As interest in India grows as a more powerful force in the global economy, one of India’s most prominent financial entrepreneurs has warned that India is complex and unstable, and only brings success to those willing to commit to the long term.

“India is not a straight road,” said Rashesh Shah, who founded Edelweiss Financial Services Ltd. in 1995 and built it into a roughly $770 million group. “It’s not like you can take the US business model and just transport it,” he said in an interview in Mumbai. India “requires investment and patience. You’ve really got to have a 10 to 20-year view.”

Shah’s comments come as the South Asian country may have overtaken aging and slowing China as the world’s most populous country and last quarter its benchmark stock index traded against the S&P 500 at its highest level in a decade. Morgan Stanley predicts that India will account for one-fifth of global economic growth this decade.

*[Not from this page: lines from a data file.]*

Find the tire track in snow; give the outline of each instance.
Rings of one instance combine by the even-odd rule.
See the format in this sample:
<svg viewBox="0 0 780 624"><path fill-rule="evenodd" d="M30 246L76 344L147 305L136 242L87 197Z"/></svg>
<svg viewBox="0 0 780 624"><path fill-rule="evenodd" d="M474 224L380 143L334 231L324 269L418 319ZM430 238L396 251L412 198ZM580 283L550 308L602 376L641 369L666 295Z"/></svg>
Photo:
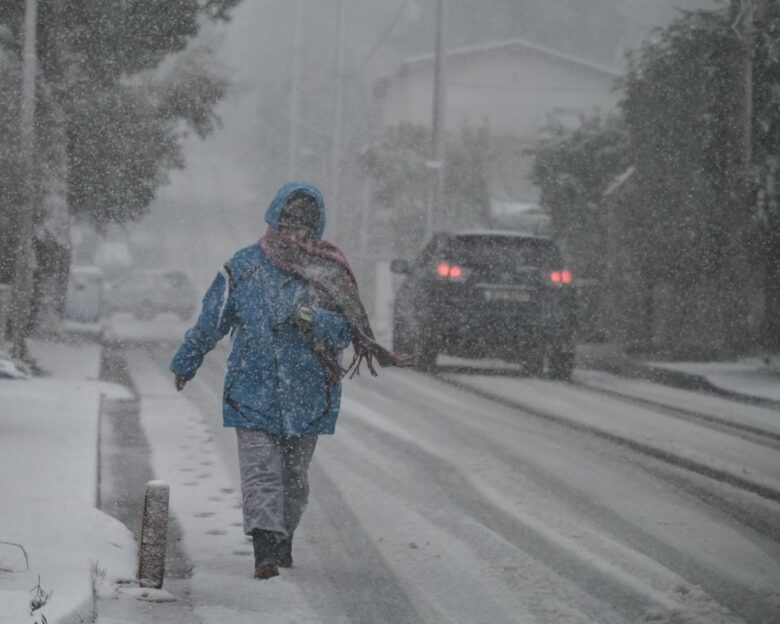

Chairman Edelweiss, 59, said it was important to have “two perspectives” on India, optimistic about the long term but prepared for short-term disruption. (India’s stock market, for instance, faltered after an interview by a short-selling journalist targeting billionaire Gautam Adani’s empire.) Shah typically sets the 8% economic growth, a steadily declining range against the dollar, and the rupee.

Shah said companies like Hindustan Unilever Ltd. are showing that India’s efforts are paying off. Unilever’s share price in India has skyrocketed in the decades since it went public in India. He said some global asset managers see the market as still too small for the effort needed after some global firms pulled out of their mutual fund operations in India.

Marathoner Shah, who ran halfway through Mumbai in mid-January, has been struggling in India since the credit crunch in 2018 sent Edelweiss shares plummeting. Shares have fallen about 80% since May of that year, and in 2020 the company announced that it was selling a majority stake in its wealth management business to Hong Kong-based private equity firm PAG.

Calling it a natural rejection of a mature business, Shah stressed that he has no plans to retire anytime soon. “Nothing is going to change,” he said. “We are just spinning off this part.”